Q learning … Using Arduino Mega2560 and IPython, getting started

The Idea

It has been a while since our last post … indeed. But we’ve been busy.

A few months ago we where at a teacher conference in Antwerp and met with colleagues. One of them proudly showed a video of one of his projects.

That is when I thought, why do others have the coolest projects … Well, no longer our Q learning crawling robot is now crawling.

Getting acquainted with Re-enforced learning

Let’s google that

Q learning is not an easy process i’m afraid, so getting acquainted was actually quite an exercise. Fortunately, google found us a good place to start mnemstudio.org ’s painless Q learning tutorial. Although mnemstudio offers many code examples we preferred writing the code ourselves.

Good, that ’s what we needed, a good excuse to get things starting with IPython and IPython Notebook.

Mnemstudio’s example involves an agent that is dropped inside a maze, not knowing the maze’s structure the agent has to find the exit of the maze and thus gaining immediate reward. Starting from that example one can write an R matrix:

%pylab inline
R = array([[ -1, -1, -1, -1,  0, -1],
           [ -1, -1, -1,  0, -1,100],
           [ -1, -1, -1,  0, -1, -1],
           [ -1,  0,  0, -1,  0, -1],
           [  0, -1, -1,  0, -1,100],
           [ -1,  0, -1, -1,  0,100]])

The reward is in this case the 100 in the sixth column of the matrix.

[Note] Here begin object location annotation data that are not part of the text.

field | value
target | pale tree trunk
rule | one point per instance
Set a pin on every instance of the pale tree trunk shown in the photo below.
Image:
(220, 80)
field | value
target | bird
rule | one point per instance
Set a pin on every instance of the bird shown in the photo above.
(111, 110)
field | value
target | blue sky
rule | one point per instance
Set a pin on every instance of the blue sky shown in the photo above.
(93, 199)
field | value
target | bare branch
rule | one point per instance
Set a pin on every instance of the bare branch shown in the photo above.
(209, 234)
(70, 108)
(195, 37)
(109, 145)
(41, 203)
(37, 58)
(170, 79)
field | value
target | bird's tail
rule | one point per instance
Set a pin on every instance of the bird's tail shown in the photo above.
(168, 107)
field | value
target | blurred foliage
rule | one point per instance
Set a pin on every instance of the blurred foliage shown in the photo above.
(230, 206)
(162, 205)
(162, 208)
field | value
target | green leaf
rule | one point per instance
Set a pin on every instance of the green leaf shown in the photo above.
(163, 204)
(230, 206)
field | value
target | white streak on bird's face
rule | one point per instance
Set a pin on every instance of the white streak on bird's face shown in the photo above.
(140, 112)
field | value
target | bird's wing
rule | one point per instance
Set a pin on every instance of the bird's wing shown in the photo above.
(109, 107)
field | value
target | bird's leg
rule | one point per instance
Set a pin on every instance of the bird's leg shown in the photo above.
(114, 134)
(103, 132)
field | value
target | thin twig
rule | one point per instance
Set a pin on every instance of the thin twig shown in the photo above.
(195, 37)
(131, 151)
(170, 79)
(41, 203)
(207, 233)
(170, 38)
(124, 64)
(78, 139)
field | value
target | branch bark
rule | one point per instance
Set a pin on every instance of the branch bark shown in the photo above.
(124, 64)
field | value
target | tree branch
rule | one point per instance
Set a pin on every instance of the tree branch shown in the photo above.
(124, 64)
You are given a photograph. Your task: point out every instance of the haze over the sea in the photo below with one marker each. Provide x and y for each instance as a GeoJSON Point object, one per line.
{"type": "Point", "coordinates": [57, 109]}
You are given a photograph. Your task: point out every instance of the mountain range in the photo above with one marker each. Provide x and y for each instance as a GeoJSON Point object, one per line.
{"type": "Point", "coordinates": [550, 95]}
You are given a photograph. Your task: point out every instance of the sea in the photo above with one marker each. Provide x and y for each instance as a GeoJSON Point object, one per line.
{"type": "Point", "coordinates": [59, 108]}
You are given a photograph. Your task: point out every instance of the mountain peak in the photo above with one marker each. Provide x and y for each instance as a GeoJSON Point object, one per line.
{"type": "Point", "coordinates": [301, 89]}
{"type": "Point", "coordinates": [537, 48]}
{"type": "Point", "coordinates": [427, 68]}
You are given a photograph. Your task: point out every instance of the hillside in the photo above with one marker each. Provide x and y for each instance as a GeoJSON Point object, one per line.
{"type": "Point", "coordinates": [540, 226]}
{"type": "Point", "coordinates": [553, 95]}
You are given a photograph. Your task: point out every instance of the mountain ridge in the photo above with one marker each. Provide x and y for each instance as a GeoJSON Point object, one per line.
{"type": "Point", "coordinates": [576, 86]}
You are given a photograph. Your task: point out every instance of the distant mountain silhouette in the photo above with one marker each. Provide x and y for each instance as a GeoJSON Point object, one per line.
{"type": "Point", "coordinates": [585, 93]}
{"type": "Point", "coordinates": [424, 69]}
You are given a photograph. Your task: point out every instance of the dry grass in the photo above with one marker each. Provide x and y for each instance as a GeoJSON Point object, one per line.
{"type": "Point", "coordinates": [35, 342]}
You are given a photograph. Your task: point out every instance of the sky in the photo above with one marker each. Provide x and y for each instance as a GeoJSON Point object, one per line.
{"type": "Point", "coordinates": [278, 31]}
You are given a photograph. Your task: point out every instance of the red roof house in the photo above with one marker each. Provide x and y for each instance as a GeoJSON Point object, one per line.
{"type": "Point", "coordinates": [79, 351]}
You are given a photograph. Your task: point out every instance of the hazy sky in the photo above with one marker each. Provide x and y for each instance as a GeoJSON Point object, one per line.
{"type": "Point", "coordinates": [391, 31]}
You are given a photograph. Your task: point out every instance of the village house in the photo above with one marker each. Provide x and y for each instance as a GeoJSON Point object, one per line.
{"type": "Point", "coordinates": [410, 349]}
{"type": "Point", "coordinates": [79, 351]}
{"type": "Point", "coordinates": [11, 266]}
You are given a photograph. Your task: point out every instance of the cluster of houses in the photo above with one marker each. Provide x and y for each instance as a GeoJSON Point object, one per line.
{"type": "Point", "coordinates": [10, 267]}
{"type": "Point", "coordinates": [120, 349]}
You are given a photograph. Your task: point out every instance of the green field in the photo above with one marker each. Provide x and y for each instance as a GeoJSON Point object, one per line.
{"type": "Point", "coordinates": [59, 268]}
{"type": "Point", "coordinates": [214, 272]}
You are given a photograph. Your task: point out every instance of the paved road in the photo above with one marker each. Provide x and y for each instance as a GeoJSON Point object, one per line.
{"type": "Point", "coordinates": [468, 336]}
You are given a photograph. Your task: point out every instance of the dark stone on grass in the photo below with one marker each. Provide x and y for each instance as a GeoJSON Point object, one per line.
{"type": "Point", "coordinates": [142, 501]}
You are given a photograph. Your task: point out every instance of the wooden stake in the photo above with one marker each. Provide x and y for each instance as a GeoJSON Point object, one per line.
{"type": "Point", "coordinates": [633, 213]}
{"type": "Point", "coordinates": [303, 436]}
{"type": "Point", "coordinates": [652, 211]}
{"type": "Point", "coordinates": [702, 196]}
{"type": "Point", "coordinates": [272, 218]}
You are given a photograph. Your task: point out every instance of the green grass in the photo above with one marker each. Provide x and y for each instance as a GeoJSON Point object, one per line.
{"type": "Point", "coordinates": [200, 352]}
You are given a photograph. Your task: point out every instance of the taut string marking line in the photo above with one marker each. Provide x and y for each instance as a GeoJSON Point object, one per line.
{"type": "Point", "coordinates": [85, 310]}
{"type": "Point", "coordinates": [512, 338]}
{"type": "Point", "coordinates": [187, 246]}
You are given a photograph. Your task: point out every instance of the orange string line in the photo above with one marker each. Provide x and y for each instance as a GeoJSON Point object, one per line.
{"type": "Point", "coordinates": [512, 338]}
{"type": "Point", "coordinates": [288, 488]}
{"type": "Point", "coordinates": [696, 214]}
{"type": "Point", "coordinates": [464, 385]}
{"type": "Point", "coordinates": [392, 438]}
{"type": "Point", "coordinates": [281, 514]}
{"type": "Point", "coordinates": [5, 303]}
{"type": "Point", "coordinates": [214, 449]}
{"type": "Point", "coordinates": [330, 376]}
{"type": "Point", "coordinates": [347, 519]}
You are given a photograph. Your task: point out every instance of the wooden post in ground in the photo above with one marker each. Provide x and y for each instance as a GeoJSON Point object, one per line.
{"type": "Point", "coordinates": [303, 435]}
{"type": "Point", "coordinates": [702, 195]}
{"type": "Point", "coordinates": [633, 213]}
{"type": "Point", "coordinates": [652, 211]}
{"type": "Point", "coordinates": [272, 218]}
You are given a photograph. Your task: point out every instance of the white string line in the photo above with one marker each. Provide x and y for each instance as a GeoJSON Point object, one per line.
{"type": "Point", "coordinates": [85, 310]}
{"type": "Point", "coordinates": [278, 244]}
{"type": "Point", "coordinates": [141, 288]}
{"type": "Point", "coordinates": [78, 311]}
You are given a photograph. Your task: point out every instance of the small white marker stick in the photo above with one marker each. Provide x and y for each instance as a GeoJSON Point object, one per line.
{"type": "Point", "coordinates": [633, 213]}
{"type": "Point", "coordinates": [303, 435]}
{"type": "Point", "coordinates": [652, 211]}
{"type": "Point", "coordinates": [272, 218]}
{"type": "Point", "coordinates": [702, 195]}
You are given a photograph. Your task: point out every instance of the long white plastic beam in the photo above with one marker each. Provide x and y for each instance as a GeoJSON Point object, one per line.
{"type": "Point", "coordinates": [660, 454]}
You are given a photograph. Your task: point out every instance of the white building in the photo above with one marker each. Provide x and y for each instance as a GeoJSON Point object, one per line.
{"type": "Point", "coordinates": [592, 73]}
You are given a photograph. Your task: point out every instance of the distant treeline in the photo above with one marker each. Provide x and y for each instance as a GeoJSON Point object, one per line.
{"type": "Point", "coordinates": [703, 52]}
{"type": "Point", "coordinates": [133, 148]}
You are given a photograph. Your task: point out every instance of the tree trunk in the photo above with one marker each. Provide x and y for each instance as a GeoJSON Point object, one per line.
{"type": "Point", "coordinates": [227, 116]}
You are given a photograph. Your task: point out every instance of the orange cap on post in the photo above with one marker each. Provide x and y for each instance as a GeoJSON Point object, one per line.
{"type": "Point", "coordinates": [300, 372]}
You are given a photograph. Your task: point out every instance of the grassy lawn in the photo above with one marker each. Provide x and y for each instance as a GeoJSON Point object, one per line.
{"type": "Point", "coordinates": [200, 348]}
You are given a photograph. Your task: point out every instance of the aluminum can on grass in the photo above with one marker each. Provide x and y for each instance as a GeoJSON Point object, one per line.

But let’s not get ahead of ourselves.  First lets take a closer look at the reward matrix. Rows within the matrix describe all possible actions for the current state … In other words, the rows numbers are furthermore referred to as states and column numbers will be referred to as actions. The -1 value marks a invalid action.

Breaking the R matrix down element by element

Suppose the agent is dropped in the fourth state. That is the 4th row of the R matrix. In that state the agent finds, reading the row information 3 possible actions, going to the second, the third and the fifth state. Going to the first, the fourth and the sixth state are invalid actions. The agent has by now no way of knowing which of the valid actions will eventually lead to the enforcement gained when arriving in the sixth state. The only way the agent can find that out is by trying random transitions from the one state to another in de hope that he will eventually reach the sixth state. One such random search is called an episode.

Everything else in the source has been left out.